Beragam Wajah Tuhan

Ateisme lahir bersamaan teisme.

Sebagai sebuah dikotomi, keduanya tidak bisa dipisahkan.

Sebagaimana dikotomi antara hitam dan putih.

Di mana ada teisme, pasti ada ateisme.

Istilah ateisme berasal dari bahasan Yunani, yaitu atheos yang berarti tak bertuhan.

Istilah atheos tidak hanya disematkan pada orang yang tidak mempercayai Tuhan.

Orang Yunani menyebut seseorang ‘atheos’ bila memiliki kepercayaan berbeda dengan kepercayaan yang lazim.

Orang modern yang menyebut dirinya ateis pertama kali adalah Baron d’Holbach (1723-1789).

Penulis Perancis abad 18 ini mengemukakan pendapatnya dalam buku berjudul Systeme de la Nature (1770) dan Common Sense (1772).

Buku ini pula yang mengilhami Karl Marx (1818-1883) dan Friedrich Engel (1820-1895) mengembangkan materialisme modern.

Di abad 21 ini, angka ateisme semakin meningkat.

Di setiap negara pasti ada penganut ateisme.

Diperkirakan jumlah penganut ateisme mencapai 2,3 persen dari total penduduk dunia.

Angka ini diperkirakan akan terus meningkat seiring kecewaan pada agama konvensional.

Kata ateisme sering dikaitkan dengan ‘ketidakpercayaan pada Tuhan dalam agama’.

Tuhan dalam agama konvensional dikenal melalui sifat dan karakter.

Seperti, tuhan penyayang, tuhan akan memberi balasan bagi orang yang ikut perintah-Nya, dan menghukum orang yang melanggar perintah-Nya, dan sebagainya.

Kadang penganut agama mengenal tuhan-nya dengan mempersamakan dengan manusia.

Tuhan digambarkan memiliki tangan, kepala, dan organ lain layaknya manusia.

Seluruh penganut agama selalu menjadikan tuhan sebagai tempat bersandar dan tumpuan hidup.

Artinya, tuhan adalah tujuan akhir dari kehidupan agama.

Bagi penganut agama konvensional, tuhan akan memberi balasan setelah berakhirnya dunia ini.

Manusia berlomba-lomba melakukan kebaikan dengan harapan akan mendapat balasan setimpal.
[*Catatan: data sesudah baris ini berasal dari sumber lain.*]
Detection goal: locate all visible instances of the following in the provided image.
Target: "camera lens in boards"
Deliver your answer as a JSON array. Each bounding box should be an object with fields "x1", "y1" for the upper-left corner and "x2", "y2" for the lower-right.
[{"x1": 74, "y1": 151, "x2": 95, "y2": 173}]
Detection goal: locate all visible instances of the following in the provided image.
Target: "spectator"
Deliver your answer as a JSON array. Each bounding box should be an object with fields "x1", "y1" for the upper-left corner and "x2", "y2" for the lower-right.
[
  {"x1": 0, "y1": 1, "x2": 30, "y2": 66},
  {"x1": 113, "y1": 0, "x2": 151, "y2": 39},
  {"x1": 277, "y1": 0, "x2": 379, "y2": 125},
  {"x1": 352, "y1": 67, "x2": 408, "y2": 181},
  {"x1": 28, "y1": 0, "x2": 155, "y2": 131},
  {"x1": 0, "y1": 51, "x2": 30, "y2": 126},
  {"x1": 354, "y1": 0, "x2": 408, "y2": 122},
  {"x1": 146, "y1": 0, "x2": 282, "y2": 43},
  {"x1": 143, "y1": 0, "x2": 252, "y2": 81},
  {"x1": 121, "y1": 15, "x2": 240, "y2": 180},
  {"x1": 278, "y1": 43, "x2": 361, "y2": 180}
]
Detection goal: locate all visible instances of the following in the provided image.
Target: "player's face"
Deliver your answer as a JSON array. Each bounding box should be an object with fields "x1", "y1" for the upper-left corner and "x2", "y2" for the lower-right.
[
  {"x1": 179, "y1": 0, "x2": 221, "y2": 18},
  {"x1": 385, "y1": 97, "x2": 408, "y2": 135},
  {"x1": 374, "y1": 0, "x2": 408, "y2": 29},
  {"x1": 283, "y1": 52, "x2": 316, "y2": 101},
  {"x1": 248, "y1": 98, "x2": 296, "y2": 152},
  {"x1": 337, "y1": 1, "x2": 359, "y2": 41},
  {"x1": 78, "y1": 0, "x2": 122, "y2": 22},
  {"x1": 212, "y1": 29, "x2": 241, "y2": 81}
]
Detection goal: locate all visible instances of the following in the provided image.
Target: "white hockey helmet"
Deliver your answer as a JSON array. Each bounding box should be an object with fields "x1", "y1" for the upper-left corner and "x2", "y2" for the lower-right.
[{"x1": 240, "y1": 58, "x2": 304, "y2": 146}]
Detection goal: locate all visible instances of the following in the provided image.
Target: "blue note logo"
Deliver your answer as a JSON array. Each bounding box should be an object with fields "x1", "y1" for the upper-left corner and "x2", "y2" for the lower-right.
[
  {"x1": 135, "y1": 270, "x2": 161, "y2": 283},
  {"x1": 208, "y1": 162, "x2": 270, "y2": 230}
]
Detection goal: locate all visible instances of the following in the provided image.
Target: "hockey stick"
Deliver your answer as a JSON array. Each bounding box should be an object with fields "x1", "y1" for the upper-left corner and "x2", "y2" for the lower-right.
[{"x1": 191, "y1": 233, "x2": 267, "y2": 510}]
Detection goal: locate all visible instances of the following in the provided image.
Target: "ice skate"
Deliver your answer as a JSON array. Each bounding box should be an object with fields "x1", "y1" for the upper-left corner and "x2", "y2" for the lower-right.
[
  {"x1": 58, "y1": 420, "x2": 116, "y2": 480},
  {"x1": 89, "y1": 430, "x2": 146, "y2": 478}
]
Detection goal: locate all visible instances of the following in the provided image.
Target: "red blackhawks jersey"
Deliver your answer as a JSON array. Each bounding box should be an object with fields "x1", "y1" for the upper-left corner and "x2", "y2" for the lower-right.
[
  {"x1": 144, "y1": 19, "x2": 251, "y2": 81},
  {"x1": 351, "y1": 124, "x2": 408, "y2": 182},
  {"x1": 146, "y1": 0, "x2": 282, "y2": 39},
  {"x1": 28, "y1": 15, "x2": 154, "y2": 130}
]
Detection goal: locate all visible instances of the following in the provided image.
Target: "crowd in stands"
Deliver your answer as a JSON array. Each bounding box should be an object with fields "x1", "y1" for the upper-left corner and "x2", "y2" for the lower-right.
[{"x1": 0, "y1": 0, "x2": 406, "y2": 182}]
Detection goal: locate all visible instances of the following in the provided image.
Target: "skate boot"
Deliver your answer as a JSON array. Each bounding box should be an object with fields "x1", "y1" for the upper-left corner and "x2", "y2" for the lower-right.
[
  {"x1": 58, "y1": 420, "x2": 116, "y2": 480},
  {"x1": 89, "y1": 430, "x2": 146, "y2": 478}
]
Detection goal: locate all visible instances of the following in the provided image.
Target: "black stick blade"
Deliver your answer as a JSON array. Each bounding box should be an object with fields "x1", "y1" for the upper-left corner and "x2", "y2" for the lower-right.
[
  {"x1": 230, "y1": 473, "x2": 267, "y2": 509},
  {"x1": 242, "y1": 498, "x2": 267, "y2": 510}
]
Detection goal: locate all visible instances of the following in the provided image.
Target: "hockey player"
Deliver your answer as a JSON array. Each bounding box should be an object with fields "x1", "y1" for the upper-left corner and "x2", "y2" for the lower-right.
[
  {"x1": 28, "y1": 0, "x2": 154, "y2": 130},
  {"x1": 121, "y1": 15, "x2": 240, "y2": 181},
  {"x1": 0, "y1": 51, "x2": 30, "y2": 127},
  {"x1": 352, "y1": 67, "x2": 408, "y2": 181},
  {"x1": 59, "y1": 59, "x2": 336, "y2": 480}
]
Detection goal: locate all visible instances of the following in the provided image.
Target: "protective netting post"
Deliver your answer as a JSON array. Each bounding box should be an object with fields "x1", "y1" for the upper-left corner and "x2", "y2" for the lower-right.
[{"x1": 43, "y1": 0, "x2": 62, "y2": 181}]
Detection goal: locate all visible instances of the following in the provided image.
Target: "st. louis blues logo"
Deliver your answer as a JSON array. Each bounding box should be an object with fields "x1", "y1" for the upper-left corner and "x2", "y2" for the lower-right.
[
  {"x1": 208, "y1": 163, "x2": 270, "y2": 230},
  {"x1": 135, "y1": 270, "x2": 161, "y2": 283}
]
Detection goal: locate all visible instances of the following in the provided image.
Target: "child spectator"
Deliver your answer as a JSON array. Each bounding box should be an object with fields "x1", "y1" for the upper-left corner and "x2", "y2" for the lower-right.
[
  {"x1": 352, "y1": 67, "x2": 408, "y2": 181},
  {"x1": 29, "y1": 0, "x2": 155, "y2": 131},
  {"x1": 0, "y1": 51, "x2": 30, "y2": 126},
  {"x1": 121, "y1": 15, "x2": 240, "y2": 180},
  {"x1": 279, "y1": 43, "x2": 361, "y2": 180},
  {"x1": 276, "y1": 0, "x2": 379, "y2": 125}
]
Merujuk pada fungsi tuhan, sebenarnya penganut ateis pun mempercayai adanya tuhan.

Memang tuhan bagi penganut ateisme berbeda dengan tuhan bagi penganut teisme.

Penganut ateisme mengenal tuhan yang konkrit, bukan abstrak, dan empiris.

Karl Marx, Friedrich Wilhelm Nietzsche (1844-1900), Adolf Hitler (1889-1945), dan beberapa orang yang dianggap ateis modern pun sebenarnya mengakui adanya tuhan.

Tentunya tuhan bagi tokoh-tokoh berbeda tuhan yang dikenal di agama konvensional.

Mereka memiliki konsep tersendiri soal tuhan yang diinginkan.

Karl Marx terlalu mengangungkan realitas tanpa sekat kelas, Nietzsche mengangungkan ubermensch, atau Hitler yang mengunggulkan bangsa Arya.

Bagi mereka, inilah tuhan era modern.

Statemen Karl Marx paling kontroversial adalah ‘agama adalah candu masyarakat’.

Atau statemen Nietzsche yang ‘God is Dead.’

Statemen ini memang ditujukan untuk mendobrak agama konvensional.

Agama yang dikenal manusia saat itu hanya mengungkung nilai humanisme.

Birokrasi agama dan seremonial keagamaan tidak lagi mampu meningkatkan derajat manusia.

Mereka menawarkan solusi sebagai tuhan pengganti.

Masyarakat komunis, ubermensch, superioritas bangsa Arya, atau manusia sempurna-nya Sigmud Freud.

Tawaran inilah yang menjadi tuhan bagi penganutnya.

Sebenarnya tidak ada orang yang tidak percaya tuhan.

Tuhan selalu ada di setiap kehidupan manusia.

Manusia pun membutuhkan peranan tuhan untuk melakoni kehidupan.

Konsep tuhan yang dianut kaum tak ber-Tuhan ini tidak lagi abstrak, atau irasional.

Lebih mudahnya, uang di jaman modern pun bisa menjadi tuhan.